I have created a custom root certificate authority for an internal network, example.com. Ideally, I would like to be able to deploy the CA certificate associated with this certificate authority to my Linux clients (running Ubuntu 9.04 and CentOS 5.3), such that all of the applications automatically recognize the certificate authority (i.e. I do not want to have to configure Firefox, Thunderbird, etc manually to trust this certificate authority).
I have attempted this on Ubuntu by copying the PEM-encoded CA certificate to /etc/ssl/certs/ and /usr/share/ca-certificates/, as well as by modifying /etc/ca-certificates.conf and rerunning update-ca-certificates, however applications do not seem to recognize that I have added another trusted CA to the system.
Therefore, is it possible to add a CA certificate once to a system, or is it necessary to manually add the CA to all of the possible applications that will attempt to make SSL connections to hosts signed by this CA in my network? If it is possible to add a CA certificate once to the system, where does it need to go?
Thanks.
Best Answer
In short: You need to update every application by itself
Not even Firefox and Thunderbird share certificates.

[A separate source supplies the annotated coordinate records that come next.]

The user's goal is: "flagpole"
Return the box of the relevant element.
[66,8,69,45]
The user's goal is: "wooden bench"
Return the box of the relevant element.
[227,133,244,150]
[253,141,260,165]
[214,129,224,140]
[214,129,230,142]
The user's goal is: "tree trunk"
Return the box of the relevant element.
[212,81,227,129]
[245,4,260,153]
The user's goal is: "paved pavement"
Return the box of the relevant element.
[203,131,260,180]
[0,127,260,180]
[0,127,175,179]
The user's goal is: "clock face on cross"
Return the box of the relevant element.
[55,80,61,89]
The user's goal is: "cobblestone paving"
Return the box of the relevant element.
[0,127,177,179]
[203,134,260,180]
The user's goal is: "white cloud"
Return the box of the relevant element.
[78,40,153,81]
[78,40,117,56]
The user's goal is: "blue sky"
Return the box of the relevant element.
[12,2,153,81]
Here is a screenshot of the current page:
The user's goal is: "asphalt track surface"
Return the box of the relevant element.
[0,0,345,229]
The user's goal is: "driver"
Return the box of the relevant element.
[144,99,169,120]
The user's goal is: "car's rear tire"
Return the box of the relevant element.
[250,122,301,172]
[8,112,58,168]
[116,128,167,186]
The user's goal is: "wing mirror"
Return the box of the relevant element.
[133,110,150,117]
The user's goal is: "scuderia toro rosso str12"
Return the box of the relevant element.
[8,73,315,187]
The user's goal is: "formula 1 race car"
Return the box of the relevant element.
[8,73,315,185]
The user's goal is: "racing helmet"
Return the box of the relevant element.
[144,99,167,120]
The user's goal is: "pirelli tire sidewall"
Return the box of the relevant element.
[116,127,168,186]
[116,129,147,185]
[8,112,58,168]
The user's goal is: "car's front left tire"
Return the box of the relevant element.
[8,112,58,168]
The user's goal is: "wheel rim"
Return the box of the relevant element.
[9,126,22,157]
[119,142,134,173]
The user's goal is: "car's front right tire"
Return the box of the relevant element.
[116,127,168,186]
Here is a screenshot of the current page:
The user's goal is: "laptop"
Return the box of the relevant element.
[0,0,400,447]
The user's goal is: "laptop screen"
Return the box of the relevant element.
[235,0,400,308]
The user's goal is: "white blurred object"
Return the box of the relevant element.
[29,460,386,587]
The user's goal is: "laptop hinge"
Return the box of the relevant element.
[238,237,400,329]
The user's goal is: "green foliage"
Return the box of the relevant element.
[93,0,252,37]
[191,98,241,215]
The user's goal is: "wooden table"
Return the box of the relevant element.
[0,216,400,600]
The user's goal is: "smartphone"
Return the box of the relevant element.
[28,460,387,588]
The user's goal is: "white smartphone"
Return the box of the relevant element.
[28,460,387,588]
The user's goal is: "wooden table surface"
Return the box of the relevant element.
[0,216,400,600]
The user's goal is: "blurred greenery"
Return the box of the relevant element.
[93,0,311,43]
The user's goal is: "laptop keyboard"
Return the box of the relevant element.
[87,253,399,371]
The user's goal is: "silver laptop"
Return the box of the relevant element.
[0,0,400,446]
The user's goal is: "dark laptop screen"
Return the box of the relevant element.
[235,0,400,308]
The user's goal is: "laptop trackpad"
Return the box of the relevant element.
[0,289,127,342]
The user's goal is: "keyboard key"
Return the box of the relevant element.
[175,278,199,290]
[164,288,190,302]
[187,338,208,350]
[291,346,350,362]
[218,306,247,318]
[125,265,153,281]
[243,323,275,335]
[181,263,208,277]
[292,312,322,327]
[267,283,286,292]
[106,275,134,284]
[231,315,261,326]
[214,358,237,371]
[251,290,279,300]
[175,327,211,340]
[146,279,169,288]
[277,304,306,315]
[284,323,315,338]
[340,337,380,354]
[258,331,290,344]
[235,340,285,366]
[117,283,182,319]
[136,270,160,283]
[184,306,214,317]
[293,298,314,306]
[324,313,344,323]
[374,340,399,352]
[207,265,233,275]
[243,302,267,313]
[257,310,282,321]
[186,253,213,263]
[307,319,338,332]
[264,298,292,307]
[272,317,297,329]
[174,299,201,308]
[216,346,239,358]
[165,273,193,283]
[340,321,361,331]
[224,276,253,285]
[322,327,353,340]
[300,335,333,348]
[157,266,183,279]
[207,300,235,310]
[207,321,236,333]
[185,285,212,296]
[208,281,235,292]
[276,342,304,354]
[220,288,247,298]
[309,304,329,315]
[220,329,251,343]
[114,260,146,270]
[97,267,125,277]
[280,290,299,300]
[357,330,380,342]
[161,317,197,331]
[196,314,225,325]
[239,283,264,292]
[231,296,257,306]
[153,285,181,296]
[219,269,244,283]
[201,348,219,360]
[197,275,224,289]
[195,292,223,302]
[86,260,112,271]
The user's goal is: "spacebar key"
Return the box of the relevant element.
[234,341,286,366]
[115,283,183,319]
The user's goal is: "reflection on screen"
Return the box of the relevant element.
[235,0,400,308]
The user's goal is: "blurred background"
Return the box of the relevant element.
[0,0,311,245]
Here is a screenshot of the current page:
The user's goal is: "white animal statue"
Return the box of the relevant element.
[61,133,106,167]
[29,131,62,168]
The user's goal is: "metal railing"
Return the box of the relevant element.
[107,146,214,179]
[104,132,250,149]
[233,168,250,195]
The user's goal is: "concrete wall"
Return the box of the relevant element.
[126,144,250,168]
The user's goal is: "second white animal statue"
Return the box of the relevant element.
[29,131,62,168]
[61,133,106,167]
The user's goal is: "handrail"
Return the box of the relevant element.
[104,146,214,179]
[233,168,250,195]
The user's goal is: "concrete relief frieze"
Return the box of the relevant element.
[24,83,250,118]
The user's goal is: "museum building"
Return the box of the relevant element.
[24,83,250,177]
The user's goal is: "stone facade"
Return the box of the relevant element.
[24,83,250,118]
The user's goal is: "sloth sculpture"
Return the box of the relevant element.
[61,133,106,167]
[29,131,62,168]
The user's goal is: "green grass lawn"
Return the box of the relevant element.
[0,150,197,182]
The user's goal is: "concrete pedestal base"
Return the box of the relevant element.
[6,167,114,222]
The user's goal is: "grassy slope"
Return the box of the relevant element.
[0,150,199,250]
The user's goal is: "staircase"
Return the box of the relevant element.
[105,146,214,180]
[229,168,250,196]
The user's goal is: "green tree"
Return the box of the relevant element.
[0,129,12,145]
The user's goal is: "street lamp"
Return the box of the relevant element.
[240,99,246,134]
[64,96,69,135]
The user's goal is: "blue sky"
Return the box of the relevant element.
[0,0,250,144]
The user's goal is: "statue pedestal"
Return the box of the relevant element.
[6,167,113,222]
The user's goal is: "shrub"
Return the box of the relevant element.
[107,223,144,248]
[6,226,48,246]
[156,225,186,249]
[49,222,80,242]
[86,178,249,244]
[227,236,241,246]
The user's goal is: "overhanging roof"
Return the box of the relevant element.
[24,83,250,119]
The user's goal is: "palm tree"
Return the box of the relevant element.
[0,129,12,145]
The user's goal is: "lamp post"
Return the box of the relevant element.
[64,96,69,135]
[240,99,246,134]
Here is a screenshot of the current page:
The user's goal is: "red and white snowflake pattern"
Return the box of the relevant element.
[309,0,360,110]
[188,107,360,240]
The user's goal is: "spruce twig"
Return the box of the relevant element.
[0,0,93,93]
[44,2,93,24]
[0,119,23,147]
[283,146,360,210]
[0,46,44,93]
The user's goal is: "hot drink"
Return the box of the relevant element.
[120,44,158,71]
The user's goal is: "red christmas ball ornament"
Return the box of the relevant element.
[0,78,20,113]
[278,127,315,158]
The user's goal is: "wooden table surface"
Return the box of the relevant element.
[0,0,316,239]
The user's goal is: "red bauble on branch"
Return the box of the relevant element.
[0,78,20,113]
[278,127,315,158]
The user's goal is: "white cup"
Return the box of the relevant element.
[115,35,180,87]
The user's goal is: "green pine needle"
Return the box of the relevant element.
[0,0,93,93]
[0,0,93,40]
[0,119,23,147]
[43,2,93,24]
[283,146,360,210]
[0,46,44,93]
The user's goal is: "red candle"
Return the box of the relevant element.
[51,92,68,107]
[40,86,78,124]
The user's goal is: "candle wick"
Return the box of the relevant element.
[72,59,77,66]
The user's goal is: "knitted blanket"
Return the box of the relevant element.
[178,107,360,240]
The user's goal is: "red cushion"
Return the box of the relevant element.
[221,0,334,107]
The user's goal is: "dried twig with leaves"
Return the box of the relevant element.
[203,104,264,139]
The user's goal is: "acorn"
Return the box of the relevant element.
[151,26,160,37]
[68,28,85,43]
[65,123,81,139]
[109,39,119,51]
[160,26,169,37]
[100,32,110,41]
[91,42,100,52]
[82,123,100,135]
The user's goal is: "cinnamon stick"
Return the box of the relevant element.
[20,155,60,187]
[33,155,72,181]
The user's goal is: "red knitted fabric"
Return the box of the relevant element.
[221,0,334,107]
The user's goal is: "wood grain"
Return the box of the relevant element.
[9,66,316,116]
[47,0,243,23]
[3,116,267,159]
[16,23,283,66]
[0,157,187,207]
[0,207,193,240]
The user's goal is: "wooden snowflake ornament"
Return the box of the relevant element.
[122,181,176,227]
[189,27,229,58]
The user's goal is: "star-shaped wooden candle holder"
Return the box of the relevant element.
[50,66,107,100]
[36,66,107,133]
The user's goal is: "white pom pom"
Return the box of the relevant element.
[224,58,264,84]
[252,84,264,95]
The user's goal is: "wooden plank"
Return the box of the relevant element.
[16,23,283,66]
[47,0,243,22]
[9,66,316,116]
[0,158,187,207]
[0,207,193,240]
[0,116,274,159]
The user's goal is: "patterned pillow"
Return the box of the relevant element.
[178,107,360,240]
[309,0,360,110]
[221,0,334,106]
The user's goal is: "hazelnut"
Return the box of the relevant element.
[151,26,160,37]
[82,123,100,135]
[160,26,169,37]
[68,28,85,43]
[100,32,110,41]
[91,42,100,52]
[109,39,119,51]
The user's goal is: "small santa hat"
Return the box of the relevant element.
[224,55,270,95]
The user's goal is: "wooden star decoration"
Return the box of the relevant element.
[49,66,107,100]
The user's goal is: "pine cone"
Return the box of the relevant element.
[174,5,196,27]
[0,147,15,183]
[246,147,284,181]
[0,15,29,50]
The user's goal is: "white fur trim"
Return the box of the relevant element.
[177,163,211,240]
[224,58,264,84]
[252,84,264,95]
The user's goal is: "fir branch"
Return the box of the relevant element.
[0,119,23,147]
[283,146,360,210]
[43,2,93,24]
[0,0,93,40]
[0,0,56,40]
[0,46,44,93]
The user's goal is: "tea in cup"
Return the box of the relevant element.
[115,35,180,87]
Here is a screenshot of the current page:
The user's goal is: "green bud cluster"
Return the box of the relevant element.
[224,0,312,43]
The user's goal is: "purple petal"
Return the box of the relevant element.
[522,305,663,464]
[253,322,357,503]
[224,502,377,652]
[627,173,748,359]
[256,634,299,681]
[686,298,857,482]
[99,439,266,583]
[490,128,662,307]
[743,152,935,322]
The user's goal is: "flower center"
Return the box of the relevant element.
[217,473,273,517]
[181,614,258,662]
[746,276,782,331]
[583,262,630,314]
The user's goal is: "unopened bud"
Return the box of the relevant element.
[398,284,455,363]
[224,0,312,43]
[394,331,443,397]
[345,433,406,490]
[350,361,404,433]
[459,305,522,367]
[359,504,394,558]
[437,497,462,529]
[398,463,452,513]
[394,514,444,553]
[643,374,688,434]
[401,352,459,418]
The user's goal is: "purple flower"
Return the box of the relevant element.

Unfortunately Linux has no central place to store/manage SSL-certificates. Windows does have such a place but in the end you end up with the same problem (Firefox/Thunderbird won't use the Windows provided API to determine validity of an SSL cert)
I'd go with something like puppet/cfengine on each of the hosts and place the needed root certificates on all the clients with the mechanisms those tools provide.